自噬通常被认为是一种细胞保护机制,但自噬是否会导致哺乳动物细胞死亡仍然存在争议。在这里,我们表明慢性束缚应激通过诱导海马神经干细胞(NSC)的自噬细胞死亡(ACD)来抑制小鼠成年海马神经发生。我们生成了 NSC 特异性、诱导型条件性敲除小鼠,并发现它们在慢性束缚应激下具有完整的 NSC 数量和神经发生水平,并且对应激或皮质酮诱导的认知和情绪缺陷具有弹性。皮质酮处理成年海马 NSC 培养物通过 SGK3(血清/糖皮质激素调节激酶 3)诱导 ACD,而没有凋亡的迹象。我们的结果表明,ACD 在哺乳动物系统中具有重要的生物学意义,并且可能成为治疗心理应激诱导障碍的有吸引力的靶点。

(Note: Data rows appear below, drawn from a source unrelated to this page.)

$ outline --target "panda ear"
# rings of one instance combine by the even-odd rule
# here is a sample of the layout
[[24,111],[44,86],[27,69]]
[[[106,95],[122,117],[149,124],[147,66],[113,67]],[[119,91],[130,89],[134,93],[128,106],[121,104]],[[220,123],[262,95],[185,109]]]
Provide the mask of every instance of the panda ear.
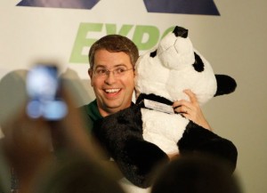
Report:
[[217,91],[215,96],[229,94],[233,92],[237,88],[235,79],[227,75],[215,75],[217,81]]
[[173,31],[175,36],[182,36],[186,38],[188,36],[188,29],[183,28],[182,27],[176,26]]
[[157,56],[157,50],[150,52],[150,57],[155,58]]

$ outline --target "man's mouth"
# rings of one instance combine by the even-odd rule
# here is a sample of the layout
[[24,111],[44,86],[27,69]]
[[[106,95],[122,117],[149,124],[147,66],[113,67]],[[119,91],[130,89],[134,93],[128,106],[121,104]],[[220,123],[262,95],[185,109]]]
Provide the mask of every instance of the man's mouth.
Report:
[[106,93],[116,93],[120,91],[119,88],[105,89]]

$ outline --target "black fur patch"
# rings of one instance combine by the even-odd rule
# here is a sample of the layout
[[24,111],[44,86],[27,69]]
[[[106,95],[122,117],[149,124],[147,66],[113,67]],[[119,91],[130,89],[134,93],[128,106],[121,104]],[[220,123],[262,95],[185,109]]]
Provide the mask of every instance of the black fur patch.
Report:
[[169,101],[169,100],[167,100],[164,97],[158,96],[154,93],[150,93],[150,94],[141,93],[139,95],[139,97],[137,98],[137,100],[136,100],[136,104],[139,104],[144,99],[150,100],[150,101],[157,101],[157,102],[160,102],[160,103],[164,103],[164,104],[166,104],[166,105],[172,105],[174,103],[173,101]]
[[197,72],[203,72],[204,71],[204,63],[200,58],[196,52],[195,54],[195,63],[193,63],[193,67]]
[[157,50],[150,52],[150,57],[155,58],[157,56]]

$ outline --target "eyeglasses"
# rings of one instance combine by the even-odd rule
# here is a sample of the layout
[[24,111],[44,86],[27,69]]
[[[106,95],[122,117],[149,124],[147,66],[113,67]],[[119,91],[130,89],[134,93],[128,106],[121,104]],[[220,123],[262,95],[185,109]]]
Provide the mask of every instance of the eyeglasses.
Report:
[[112,72],[113,75],[117,77],[117,76],[124,76],[127,71],[129,71],[131,69],[134,69],[134,68],[129,68],[128,69],[128,68],[124,68],[124,67],[118,67],[118,68],[116,68],[115,69],[113,69],[113,70],[109,70],[109,69],[106,69],[106,68],[96,68],[95,70],[93,70],[93,74],[96,76],[104,77],[104,76],[109,76],[109,73]]

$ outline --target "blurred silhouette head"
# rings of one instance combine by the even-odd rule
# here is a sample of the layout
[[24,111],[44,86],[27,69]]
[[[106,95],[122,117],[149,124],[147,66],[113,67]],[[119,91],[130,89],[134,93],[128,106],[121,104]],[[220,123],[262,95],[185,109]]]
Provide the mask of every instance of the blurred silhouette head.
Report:
[[152,193],[240,193],[224,163],[210,157],[188,156],[172,161],[159,174]]

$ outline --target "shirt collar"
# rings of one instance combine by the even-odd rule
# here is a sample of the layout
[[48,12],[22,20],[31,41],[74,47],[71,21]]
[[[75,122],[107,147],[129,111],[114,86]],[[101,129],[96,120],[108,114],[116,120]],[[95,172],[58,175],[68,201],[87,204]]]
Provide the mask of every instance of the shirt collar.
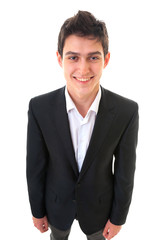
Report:
[[[100,100],[101,100],[101,95],[102,95],[102,90],[101,90],[101,87],[99,88],[98,90],[98,93],[92,103],[92,105],[90,106],[89,110],[88,110],[88,113],[90,111],[93,111],[95,112],[96,114],[98,113],[98,108],[99,108],[99,103],[100,103]],[[67,113],[69,111],[71,111],[72,109],[76,109],[76,106],[72,100],[72,98],[70,97],[69,93],[68,93],[68,90],[67,90],[67,87],[65,88],[65,98],[66,98],[66,109],[67,109]]]

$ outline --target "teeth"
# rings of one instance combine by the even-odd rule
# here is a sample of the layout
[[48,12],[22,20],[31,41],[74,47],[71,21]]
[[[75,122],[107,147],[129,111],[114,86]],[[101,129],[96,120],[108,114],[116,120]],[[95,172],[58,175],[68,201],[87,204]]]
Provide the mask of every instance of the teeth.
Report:
[[77,78],[77,80],[81,82],[86,82],[86,81],[89,81],[90,78]]

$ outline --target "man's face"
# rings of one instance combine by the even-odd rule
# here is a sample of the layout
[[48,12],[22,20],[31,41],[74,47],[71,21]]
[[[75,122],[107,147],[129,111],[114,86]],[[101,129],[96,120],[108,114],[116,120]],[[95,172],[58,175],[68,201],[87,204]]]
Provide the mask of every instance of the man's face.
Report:
[[70,35],[64,44],[63,58],[57,53],[58,62],[64,70],[67,89],[71,96],[90,95],[97,92],[103,69],[110,54],[104,58],[101,42],[88,37]]

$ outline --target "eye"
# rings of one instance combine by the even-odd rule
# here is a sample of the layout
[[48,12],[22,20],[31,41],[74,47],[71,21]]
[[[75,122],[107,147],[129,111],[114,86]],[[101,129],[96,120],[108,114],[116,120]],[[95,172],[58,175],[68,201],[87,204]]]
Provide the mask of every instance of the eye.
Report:
[[98,59],[99,59],[99,58],[96,57],[96,56],[90,57],[90,60],[91,60],[91,61],[95,61],[95,60],[98,60]]
[[78,57],[76,57],[76,56],[71,56],[71,57],[69,57],[69,59],[72,60],[72,61],[76,61],[76,60],[78,60]]

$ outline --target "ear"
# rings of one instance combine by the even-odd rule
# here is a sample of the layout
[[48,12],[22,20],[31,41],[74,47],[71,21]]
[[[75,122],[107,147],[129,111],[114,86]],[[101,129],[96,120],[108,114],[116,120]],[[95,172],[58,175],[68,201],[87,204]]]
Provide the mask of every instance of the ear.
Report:
[[108,52],[104,59],[104,68],[108,65],[110,59],[110,52]]
[[59,63],[59,65],[60,65],[60,67],[62,67],[62,57],[61,57],[61,55],[59,54],[58,51],[56,52],[56,55],[57,55],[58,63]]

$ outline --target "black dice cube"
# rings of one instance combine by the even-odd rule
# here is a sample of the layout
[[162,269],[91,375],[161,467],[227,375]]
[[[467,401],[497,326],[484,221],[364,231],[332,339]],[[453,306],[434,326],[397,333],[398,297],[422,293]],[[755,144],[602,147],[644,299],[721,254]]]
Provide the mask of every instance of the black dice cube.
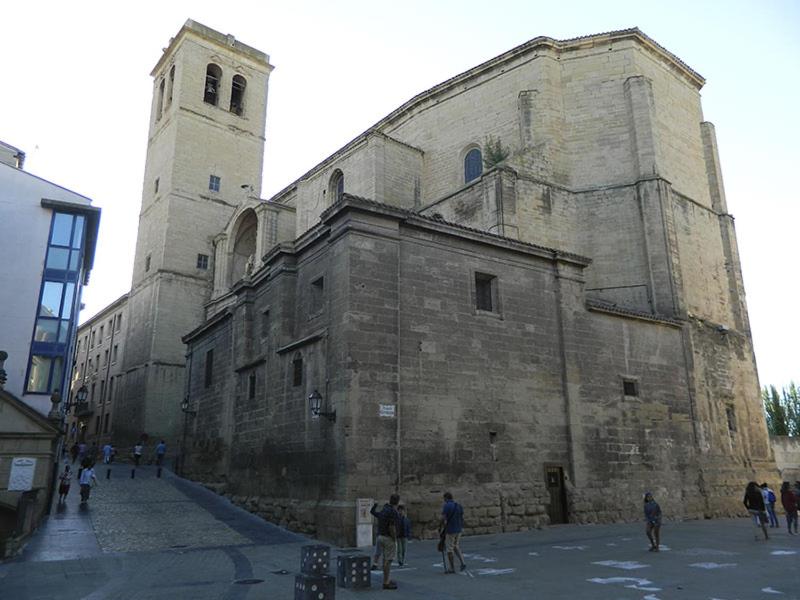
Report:
[[334,600],[336,579],[333,575],[306,575],[294,578],[294,600]]
[[339,587],[371,587],[370,560],[366,554],[340,556],[336,564],[336,583]]
[[330,546],[303,546],[300,554],[300,572],[306,575],[327,575],[330,562]]

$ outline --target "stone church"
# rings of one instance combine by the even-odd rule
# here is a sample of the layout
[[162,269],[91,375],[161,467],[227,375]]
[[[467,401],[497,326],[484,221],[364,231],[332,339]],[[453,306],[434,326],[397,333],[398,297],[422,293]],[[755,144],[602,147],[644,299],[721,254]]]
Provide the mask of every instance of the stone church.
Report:
[[271,70],[193,21],[153,69],[119,440],[348,544],[394,491],[480,533],[735,514],[775,474],[702,76],[537,37],[262,199]]

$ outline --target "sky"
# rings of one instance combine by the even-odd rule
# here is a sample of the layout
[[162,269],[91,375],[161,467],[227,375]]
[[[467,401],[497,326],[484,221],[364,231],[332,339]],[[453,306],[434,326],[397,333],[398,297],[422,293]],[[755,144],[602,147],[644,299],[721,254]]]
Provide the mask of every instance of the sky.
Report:
[[403,102],[531,38],[639,27],[706,78],[762,385],[800,382],[800,2],[206,0],[3,7],[0,140],[103,209],[81,319],[130,289],[150,71],[187,18],[263,50],[268,198]]

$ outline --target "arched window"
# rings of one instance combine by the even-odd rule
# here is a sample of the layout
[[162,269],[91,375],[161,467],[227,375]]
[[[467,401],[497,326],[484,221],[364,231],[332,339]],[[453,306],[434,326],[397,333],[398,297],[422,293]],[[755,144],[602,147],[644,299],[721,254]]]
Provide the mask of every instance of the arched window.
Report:
[[175,87],[175,65],[169,70],[169,82],[167,83],[167,106],[172,104],[172,88]]
[[222,80],[222,69],[214,63],[206,67],[206,86],[203,92],[203,102],[217,105],[219,97],[219,82]]
[[338,202],[344,195],[344,173],[336,169],[331,175],[331,181],[328,184],[328,194],[333,199],[331,202]]
[[164,80],[158,85],[158,107],[156,108],[156,121],[161,118],[161,113],[164,110]]
[[244,90],[247,87],[247,80],[241,75],[233,76],[231,84],[231,112],[242,116],[244,112]]
[[483,157],[480,148],[473,148],[464,157],[464,183],[477,179],[483,173]]
[[231,265],[231,285],[239,281],[255,266],[256,233],[258,218],[252,210],[247,210],[239,217],[233,244],[233,264]]

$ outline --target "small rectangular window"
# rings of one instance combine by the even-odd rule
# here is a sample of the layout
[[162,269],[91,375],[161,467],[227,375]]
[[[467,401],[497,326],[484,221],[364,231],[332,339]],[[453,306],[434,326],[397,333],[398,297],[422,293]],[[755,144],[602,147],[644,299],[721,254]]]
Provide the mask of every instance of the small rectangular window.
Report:
[[497,308],[497,277],[475,273],[475,308],[494,312]]
[[269,337],[269,311],[265,310],[261,313],[261,337]]
[[732,406],[725,408],[725,416],[728,418],[728,431],[736,431],[736,410]]
[[211,387],[214,381],[214,349],[212,348],[206,352],[206,378],[205,386]]
[[297,387],[303,384],[303,357],[296,356],[292,361],[292,385]]
[[311,282],[311,314],[322,312],[325,298],[325,278],[319,277]]
[[256,397],[256,374],[250,373],[247,378],[247,397],[252,400]]
[[639,384],[636,383],[633,379],[623,379],[622,380],[622,392],[626,396],[638,396],[639,395]]

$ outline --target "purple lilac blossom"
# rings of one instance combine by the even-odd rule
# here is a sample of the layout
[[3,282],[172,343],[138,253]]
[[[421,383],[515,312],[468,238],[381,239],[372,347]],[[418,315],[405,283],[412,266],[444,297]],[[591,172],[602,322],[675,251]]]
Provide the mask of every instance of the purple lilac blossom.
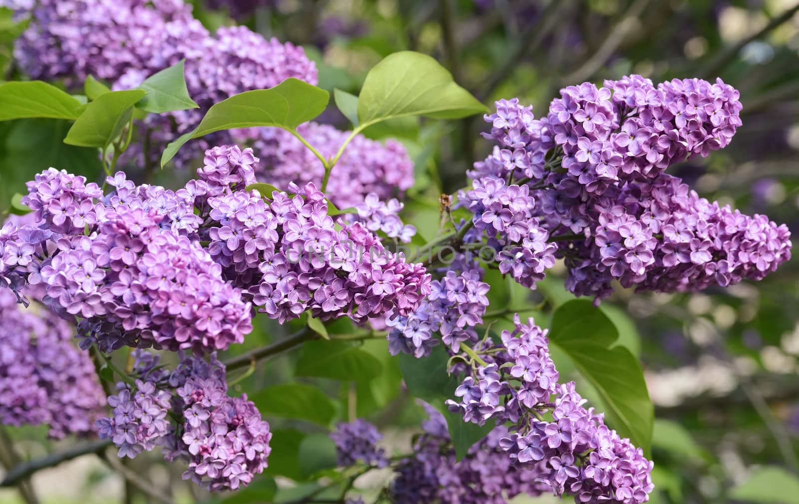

AAV:腺相关病毒;ACD:自噬细胞死亡;ACTB:肌动蛋白,β;Atg:自噬相关;ASCL1/MASH1:achaete-scute 家族 bHLH 转录因子 1;BafA:巴弗霉素 A;BrdU:溴脱氧尿苷/5-溴-2'-脱氧尿苷;CASP3:半胱天冬酶 3;cKO:条件性敲除;CLEM:相关光镜和电子显微镜;CORT:皮质酮;CRS:慢性束缚应激;DAB:3,3'-二氨基联苯胺;DCX:双皮质素;DG:齿状回;GC:糖皮质激素;GFAP:胶质纤维酸性蛋白;HCN:海马神经干细胞;i.p.:腹腔内;MAP1LC3B:微管相关蛋白 1 轻链 3β;MKI67/Ki67:由单克隆抗体 Ki 67 识别的抗原;MWM:莫里斯水迷宫;Nec-1:necrostatin-1;PX:Phox 同源物;PtdIns3P:磷脂酰肌醇-3-磷酸;RBFOX3/NeuN:RNA 结合蛋白,fox-1 同源物(C. elegans)3;SGK:血清/糖皮质激素调节激酶;SGZ:颗粒下层区;SOX2:SRY(性别决定区 Y)-盒 2;SQSTM1:自噬体相关蛋白 1;STS:staurosporine;TAM:他莫昔芬;Ulk1:unc-51 样激酶 1;TUNEL:末端脱氧核苷酸转移酶 dUTP 缺口末端标记;VIM:波形蛋白;WT:野生型;ZFYVE1:锌指、FYVE 结构域包含 1;Z-VAD/Z-VAD-FMK:pan-caspase 抑制剂。